Assessing the performance of the full algorithm is straight forward. The speed at which the full algorithm executes depends on the resolution of the image, the size of the correlation mask and, most importantly, the size of the fixed disparity range. The execution time of the full algorithm is linear to the number of pixels and disparity range and constant with respect to the size of the correlation mask (due to recursion).
The performance of the temporally coherent stereo algorithm on the other hand is quite complex. The complexity arises from the fact that the performance depends on the additional information available to the algorithm.
The first factor is the knowledge of motion. If the motion is known, then it is possible to accurately estimate the disparity search ranges. If the disparity ranges are small then the stereo search will be done faster.
The second factor is the structure of the scene. If the scene consists mostly of flat surfaces, then the predicted disparity ranges will be around the previous values. If, on the other hand, the scene has many discontinuities, then the search at the discontinuities will have to include both ranges which may be far apart.
The third factor is the number of valid and invalid pixels in the image. The algorithm processes only parts of the image that may move to a valid part of the image. If the image has large areas of invalid pixels and the motion is well known or small, then it is possible to determine areas of the image that do not need to be processed. This means that images that lead to large numbers of invalid disparities will execute faster with the coherent stereo algorithm.
Another important point is that even if the disparity ranges can be determined precisely, the program can still perform inefficiently. The inefficiency is due to the recursive nature of the algorithm. In other words, if one correlation can not benefit from the previously done work, the computation is done inefficiently. Scattered invalid points and small areas of different disparities can cause this effect.

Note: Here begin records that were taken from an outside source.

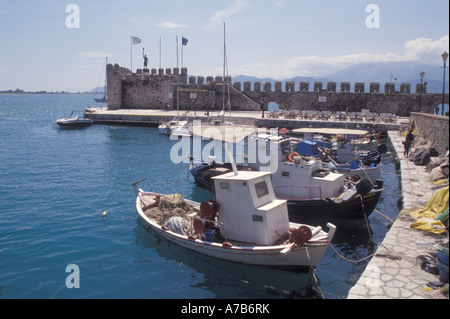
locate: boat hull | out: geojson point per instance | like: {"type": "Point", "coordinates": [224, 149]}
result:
{"type": "Point", "coordinates": [75, 123]}
{"type": "Point", "coordinates": [280, 256]}
{"type": "Point", "coordinates": [356, 207]}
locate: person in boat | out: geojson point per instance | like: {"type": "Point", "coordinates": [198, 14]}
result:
{"type": "Point", "coordinates": [407, 143]}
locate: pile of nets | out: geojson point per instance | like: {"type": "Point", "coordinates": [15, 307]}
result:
{"type": "Point", "coordinates": [433, 217]}
{"type": "Point", "coordinates": [172, 205]}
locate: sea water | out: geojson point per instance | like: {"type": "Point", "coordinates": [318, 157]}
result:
{"type": "Point", "coordinates": [56, 183]}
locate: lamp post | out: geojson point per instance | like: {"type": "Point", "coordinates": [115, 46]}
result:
{"type": "Point", "coordinates": [444, 58]}
{"type": "Point", "coordinates": [262, 102]}
{"type": "Point", "coordinates": [422, 74]}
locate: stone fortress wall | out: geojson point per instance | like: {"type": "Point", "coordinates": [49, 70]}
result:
{"type": "Point", "coordinates": [164, 88]}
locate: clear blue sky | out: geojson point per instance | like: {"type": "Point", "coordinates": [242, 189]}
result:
{"type": "Point", "coordinates": [265, 38]}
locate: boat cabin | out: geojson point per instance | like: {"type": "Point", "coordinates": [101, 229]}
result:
{"type": "Point", "coordinates": [249, 210]}
{"type": "Point", "coordinates": [295, 177]}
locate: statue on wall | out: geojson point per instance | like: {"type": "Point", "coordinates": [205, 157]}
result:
{"type": "Point", "coordinates": [145, 59]}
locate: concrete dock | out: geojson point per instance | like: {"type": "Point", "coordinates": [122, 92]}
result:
{"type": "Point", "coordinates": [395, 270]}
{"type": "Point", "coordinates": [152, 117]}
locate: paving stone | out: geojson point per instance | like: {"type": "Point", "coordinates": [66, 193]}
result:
{"type": "Point", "coordinates": [402, 278]}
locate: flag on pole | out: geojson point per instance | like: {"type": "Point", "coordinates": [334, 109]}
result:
{"type": "Point", "coordinates": [135, 40]}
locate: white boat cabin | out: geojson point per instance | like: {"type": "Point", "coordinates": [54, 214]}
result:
{"type": "Point", "coordinates": [301, 178]}
{"type": "Point", "coordinates": [249, 210]}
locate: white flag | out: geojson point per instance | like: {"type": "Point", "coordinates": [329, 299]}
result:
{"type": "Point", "coordinates": [136, 40]}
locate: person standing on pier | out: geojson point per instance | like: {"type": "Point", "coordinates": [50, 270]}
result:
{"type": "Point", "coordinates": [407, 143]}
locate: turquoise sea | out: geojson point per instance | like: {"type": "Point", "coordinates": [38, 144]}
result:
{"type": "Point", "coordinates": [55, 183]}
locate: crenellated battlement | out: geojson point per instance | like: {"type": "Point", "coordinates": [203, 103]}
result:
{"type": "Point", "coordinates": [172, 88]}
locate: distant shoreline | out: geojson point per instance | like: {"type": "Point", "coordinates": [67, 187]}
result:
{"type": "Point", "coordinates": [43, 92]}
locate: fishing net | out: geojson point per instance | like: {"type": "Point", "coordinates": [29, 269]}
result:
{"type": "Point", "coordinates": [172, 205]}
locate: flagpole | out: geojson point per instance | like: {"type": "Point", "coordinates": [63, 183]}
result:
{"type": "Point", "coordinates": [176, 45]}
{"type": "Point", "coordinates": [131, 53]}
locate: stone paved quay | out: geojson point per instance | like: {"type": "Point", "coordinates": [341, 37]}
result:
{"type": "Point", "coordinates": [395, 272]}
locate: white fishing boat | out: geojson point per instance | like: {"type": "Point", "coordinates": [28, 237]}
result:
{"type": "Point", "coordinates": [246, 224]}
{"type": "Point", "coordinates": [311, 190]}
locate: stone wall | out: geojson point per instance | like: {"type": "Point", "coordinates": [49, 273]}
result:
{"type": "Point", "coordinates": [434, 129]}
{"type": "Point", "coordinates": [159, 89]}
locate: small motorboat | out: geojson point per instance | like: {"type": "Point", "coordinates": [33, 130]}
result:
{"type": "Point", "coordinates": [75, 122]}
{"type": "Point", "coordinates": [311, 190]}
{"type": "Point", "coordinates": [245, 224]}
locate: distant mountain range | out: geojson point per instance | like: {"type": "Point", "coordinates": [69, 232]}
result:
{"type": "Point", "coordinates": [381, 72]}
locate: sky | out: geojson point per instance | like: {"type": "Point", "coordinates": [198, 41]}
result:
{"type": "Point", "coordinates": [58, 45]}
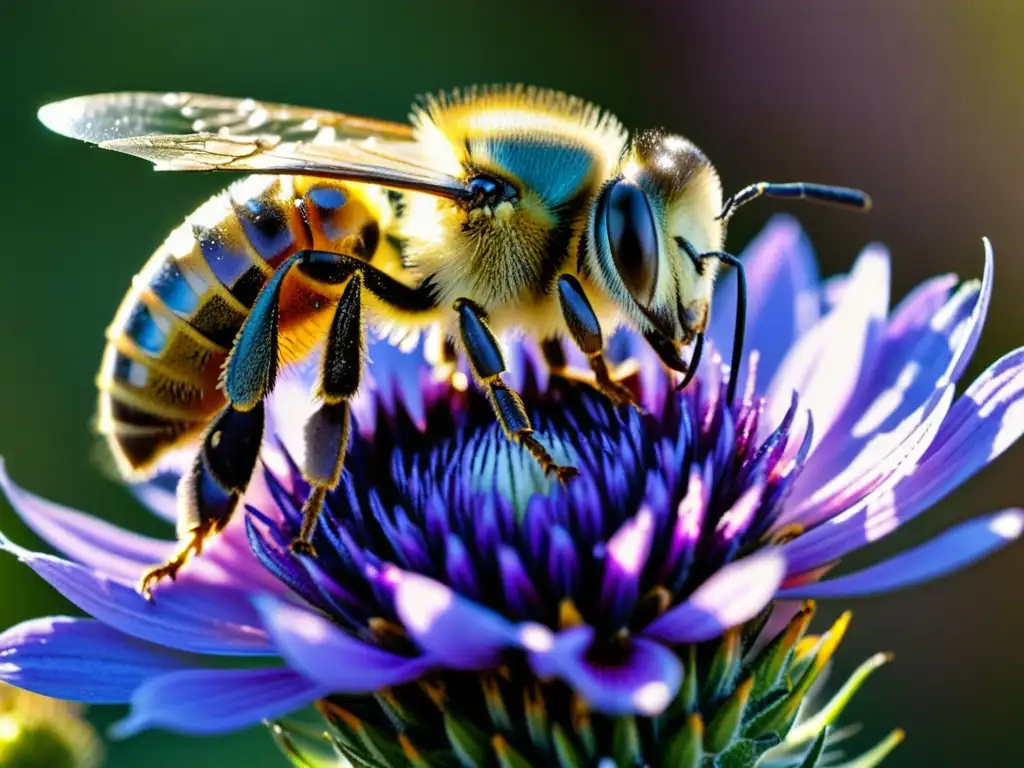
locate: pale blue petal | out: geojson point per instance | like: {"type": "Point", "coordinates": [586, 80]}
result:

Finally, close objects cause greater change in the disparity values when the robot moves towards or away from them. Therefore the algorithm will have poorer performance when objects are in close proximity.
The performance of the stereo algorithm, when given the disparity ranges, is one part of the computational cost of the whole algorithm. The other part is determining the disparity ranges. The time required to compute the disparity ranges depends mainly on the amount of robot motion. In general the less the knowledge of motion is constrained the longer it takes to compute the disparity ranges. Loose constraints on motion mean that larger ambiguity areas, which result in more searching for the disparity range.